Há muita gente dizendo que essa onda de manifestações será
inócua. Faltariam programa e objetivo definidos, dizem. É certo que existe
uma disparidade ideológica absurda entre o anarco-punk da bandeira preta e a
garota da cartolina na qual se lê “Verás que um filho teu não foge à luta”. Avalio
que essa leitura é equivocada. A mensagem dessas manifestações não é
programática, é simbólica. Festa
estranha com gente esquisita. Muitos indivíduos diferentes relembraram o
caminho da praça – só que todo mundo ao mesmo tempo.
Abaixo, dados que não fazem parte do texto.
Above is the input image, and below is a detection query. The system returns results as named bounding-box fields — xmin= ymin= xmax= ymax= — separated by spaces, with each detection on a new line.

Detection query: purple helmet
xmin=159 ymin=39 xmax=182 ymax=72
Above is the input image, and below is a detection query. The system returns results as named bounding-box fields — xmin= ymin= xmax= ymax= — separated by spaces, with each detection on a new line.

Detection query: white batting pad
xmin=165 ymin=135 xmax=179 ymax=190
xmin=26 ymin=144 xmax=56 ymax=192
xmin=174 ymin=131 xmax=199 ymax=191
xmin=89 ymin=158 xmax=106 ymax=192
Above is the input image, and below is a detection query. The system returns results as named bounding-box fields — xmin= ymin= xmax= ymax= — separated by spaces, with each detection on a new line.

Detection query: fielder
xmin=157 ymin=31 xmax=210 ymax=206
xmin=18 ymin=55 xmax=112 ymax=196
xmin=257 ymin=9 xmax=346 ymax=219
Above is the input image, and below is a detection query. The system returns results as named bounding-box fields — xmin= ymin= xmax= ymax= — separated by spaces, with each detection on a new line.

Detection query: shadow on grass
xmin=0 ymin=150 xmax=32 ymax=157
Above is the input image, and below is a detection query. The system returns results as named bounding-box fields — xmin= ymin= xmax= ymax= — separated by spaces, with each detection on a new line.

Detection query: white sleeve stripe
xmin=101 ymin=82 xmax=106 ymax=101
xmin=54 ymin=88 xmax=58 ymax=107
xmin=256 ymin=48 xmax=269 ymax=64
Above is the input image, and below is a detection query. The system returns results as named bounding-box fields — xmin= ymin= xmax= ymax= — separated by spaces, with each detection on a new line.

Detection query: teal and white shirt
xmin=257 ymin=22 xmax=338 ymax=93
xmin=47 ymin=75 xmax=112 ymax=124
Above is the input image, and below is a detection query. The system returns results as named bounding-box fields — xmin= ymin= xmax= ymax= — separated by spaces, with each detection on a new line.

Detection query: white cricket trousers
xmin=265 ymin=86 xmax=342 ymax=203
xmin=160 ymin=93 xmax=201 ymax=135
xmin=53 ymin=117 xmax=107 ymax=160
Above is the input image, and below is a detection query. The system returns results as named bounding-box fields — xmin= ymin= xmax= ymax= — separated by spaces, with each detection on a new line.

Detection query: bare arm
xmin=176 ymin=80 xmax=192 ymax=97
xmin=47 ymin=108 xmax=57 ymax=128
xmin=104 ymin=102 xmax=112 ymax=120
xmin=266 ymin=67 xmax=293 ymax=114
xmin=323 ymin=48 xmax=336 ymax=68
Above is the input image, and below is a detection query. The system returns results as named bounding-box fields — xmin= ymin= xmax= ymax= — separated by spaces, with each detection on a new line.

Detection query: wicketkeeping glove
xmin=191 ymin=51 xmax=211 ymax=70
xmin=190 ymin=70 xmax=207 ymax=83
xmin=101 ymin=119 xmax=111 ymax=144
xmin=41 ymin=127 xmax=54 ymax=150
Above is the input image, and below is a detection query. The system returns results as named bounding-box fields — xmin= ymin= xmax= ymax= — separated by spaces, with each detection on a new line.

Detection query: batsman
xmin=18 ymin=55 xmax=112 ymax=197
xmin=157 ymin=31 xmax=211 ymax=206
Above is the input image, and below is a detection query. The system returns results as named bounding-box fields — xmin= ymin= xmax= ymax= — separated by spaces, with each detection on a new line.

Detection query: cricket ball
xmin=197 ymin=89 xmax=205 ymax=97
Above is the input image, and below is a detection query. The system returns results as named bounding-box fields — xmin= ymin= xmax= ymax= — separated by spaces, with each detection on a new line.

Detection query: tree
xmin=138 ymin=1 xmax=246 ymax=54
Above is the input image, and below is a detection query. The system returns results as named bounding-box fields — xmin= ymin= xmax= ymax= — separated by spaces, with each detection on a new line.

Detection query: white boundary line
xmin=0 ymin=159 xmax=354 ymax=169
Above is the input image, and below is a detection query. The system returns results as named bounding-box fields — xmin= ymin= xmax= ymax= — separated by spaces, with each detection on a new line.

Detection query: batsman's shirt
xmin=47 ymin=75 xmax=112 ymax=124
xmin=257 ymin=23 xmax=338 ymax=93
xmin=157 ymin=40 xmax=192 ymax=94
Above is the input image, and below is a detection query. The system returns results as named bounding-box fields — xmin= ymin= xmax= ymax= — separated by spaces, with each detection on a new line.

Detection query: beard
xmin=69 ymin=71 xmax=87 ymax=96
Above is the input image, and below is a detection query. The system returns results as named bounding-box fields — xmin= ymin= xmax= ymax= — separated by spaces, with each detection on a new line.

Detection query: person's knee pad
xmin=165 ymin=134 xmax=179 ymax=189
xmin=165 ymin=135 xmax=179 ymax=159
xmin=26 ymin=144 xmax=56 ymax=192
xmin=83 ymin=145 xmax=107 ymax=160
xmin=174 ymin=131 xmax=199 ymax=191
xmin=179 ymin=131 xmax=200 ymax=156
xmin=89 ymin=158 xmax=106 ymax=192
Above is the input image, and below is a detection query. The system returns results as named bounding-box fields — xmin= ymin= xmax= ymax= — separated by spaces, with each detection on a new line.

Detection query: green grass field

Uma querida e comunista amiga, informando o tom da
manifestação de ontem em Florianópolis, de quase 20 mil pessoas, arrematou: “Tem
de tudo, de favelado a patricinha. De neofascista a esquerda clássica.” Como
avaliar esse momento? É a generalização da perplexidade.
Todos estão vendo: as pessoas não estão se manifestando
juntas. Elas estão juntas se manifestando. Conservadores, feministas, gaiatos,
liberais e barbudos de DCE trazem consigo uma única intersecção: apenas estão
no mesmo lugar e na mesma hora. Na
procissão dos indignados os mais diversos campos ideológicos se manifestam,
organizados em movimentos ou outsiders.
Justamente por isso é equivocado analisar o efeito dessas
manifestações tendo como parâmetro os resultados eleitorais de 2014, ou como já
ouvi: “se essa indignação toda não se manifestar nas urnas, não serviu de nada”.
Quem esses esperam que surja até as próximas eleições? O Escolhido? O Capitão
Nascimento? O novo líder que está surgindo no Morro do Pau da Bandeira? Cuidado
com os Messias políticos – eles costumam aparecer em momentos como este. Nem o
foco é o resultado eleitoral, embora esse não deva ser desprezado. O foco é a
emergência de uma nova cultura de juventude.
Vamos às apostas, um pouco de futurologia aplicada. É
prudente imprimir. Há pequenas chances que eu, envergonhado por ratadas monstruosas,
edite ao meu sabor essas previsões.
1) Não acredito em mudanças institucionais surgidas
diretamente dessa onda de manifestos. Há grupos mudancistas (da extrema
esquerda até a extrema direita) na rua, mas nenhum deles sequer ameaça se tornar
hegemônico nas manifestações.
2) A passagem de ônibus vai cair um pouco. Esse ano, não mais
que isso. Novas políticas de mobilidade urbana? A semente foi plantada. Esse
debate vai evoluir.
3) As manifestações continuarão por algum tempo, mas se
dividirão. Manifestantes de “sangue azul” enciumados por manifestantes neófitos
terem tomado o foco de suas reclamações tradicionais já contestam a legitimidade
desses protestos. Idiossincrasias ideológicas ficarão ainda mais evidentes. Direita/esquerda,
liberais/comunitaristas, conservadores/progressistas continuarão na praça. Mas
a praça é grande, não desejarão continuar juntos no mesmo corte de imagens da TV.
Há um conto no qual Franz Kafka diz que as Sereias possuem
uma arma ainda mais poderosa que o seu canto – o seu silêncio.
A sociedade civil brasileira ficou calada por mais de vinte
anos. Seu silêncio nos adormeceu enquanto as crianças cresciam. Elas estão
gritando e já são adultas. Nós, nascidos na ditadura, acordamos atordoados no
meio da noite escura.
Como esses garotos serão lembrados?
Seriam eles os Facebooksons da Revolução? Seriam burgueses com
religião? São o futuro da nação – Mas ainda não sei o nome deles.